As leader of the Advanced Signal Processing for Communications Research Group, Professor Wong works closely with other faculty members of the Group and is involved in several of the research projects. Specifically, Prof. Wong’s research interests are in the area of signal processing and communication theory. Current work being pursued include the following:

·               High Resolution Array Processing – An array of sensors can be placed strategically to collect data for the extraction of information. The application of sensor array processing in practice, however, encounters hostile environments far diverse from the ideal. Using advanced statistical methods, various high resolution techniques in array signal processing robust to the non-ideal environment are being developed here.

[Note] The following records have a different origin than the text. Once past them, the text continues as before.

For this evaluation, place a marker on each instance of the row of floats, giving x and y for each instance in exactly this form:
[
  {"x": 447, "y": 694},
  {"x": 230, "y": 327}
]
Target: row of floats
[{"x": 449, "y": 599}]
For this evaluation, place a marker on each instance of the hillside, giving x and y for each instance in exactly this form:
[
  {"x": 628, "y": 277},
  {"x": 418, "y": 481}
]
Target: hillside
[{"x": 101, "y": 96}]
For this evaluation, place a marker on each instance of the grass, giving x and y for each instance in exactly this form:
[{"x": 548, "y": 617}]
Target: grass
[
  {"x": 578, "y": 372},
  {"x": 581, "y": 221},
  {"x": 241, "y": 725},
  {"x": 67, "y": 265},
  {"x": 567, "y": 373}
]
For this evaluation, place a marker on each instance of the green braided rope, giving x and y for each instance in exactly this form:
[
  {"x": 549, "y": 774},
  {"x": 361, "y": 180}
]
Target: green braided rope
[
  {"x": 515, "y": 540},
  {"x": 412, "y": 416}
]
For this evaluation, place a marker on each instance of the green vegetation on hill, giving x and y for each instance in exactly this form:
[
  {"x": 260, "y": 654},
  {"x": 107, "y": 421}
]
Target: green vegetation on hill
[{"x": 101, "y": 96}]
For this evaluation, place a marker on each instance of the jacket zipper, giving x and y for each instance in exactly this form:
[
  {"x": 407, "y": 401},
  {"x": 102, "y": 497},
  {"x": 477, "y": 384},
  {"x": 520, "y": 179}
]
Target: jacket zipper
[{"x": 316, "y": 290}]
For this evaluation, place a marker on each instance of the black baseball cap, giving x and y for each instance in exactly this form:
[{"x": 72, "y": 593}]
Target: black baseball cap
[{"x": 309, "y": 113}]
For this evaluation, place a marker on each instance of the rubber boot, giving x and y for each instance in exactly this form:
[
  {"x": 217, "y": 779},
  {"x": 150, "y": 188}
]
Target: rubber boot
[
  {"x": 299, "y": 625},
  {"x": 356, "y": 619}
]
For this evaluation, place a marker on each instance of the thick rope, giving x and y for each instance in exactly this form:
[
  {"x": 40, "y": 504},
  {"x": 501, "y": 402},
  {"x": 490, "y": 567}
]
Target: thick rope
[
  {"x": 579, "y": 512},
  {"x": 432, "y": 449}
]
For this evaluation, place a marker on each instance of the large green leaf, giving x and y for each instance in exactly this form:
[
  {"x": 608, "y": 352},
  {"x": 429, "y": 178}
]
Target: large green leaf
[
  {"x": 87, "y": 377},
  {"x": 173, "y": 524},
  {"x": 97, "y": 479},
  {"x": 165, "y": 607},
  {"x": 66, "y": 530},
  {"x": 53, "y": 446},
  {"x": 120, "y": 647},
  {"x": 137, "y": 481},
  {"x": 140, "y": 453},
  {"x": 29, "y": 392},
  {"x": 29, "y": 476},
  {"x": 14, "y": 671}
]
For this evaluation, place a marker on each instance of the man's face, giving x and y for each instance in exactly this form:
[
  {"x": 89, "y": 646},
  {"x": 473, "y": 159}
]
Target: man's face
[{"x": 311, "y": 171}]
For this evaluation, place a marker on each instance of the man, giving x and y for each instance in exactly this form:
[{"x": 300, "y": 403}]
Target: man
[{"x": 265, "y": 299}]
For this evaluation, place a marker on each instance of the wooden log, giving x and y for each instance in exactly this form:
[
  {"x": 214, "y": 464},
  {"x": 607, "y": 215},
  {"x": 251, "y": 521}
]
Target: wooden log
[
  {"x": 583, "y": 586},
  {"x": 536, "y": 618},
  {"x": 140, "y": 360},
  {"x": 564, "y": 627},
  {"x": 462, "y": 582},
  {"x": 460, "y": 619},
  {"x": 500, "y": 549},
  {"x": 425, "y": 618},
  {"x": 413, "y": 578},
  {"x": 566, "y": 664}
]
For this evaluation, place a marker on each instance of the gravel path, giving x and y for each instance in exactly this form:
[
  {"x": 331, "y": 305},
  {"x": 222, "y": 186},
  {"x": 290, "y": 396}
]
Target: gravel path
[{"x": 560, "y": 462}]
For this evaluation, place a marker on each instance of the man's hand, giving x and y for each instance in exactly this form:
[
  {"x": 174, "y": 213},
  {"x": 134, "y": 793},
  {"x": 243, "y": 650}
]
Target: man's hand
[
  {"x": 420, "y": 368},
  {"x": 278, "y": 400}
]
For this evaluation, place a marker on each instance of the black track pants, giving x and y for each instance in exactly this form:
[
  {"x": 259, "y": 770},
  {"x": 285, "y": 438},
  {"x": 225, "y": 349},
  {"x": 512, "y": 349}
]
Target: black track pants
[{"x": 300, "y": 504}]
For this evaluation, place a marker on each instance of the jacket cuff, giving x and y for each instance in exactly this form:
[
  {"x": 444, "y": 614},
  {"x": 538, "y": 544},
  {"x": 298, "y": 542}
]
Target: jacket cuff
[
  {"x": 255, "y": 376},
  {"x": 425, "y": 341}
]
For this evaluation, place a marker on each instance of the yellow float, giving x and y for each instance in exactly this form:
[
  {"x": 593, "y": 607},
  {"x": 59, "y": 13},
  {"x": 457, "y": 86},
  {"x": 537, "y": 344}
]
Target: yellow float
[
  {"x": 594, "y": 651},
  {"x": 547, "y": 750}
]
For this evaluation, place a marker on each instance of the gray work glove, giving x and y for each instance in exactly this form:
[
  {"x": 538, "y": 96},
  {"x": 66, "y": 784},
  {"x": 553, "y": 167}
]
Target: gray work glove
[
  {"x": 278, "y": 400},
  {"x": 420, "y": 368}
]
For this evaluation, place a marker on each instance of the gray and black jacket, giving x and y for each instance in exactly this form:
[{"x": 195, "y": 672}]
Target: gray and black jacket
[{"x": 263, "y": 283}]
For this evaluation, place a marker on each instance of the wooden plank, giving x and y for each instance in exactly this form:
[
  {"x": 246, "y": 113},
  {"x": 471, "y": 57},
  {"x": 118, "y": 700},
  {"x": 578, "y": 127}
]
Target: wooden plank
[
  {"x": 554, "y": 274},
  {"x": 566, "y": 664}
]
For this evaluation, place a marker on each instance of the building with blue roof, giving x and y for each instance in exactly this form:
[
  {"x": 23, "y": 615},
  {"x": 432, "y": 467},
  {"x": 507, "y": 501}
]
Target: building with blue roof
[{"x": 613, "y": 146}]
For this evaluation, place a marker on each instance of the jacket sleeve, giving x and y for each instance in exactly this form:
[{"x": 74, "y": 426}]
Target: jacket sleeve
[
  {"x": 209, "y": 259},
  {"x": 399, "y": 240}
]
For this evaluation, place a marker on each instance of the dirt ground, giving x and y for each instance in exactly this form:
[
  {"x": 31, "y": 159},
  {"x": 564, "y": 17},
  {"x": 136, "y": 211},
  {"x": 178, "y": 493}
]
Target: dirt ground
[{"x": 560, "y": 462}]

·               Adaptive Beamforming and Space-Time Signal Processing – Beamforming is the technique by which the radiation lobe of an antenna array is directed spatially at the desired signal while the null  of the array is steered to the interference. This enables the extraction of the desired signals and the suppression of the interfering signals using spatial separation of the two. Beamforming for moving sources is an important problem in mobile communication systems. Here, we develop adaptive signal processing algorithms utilizing both spatial and temporal information to facilitate the extraction of the desired signals efficiently in a time-varying environment.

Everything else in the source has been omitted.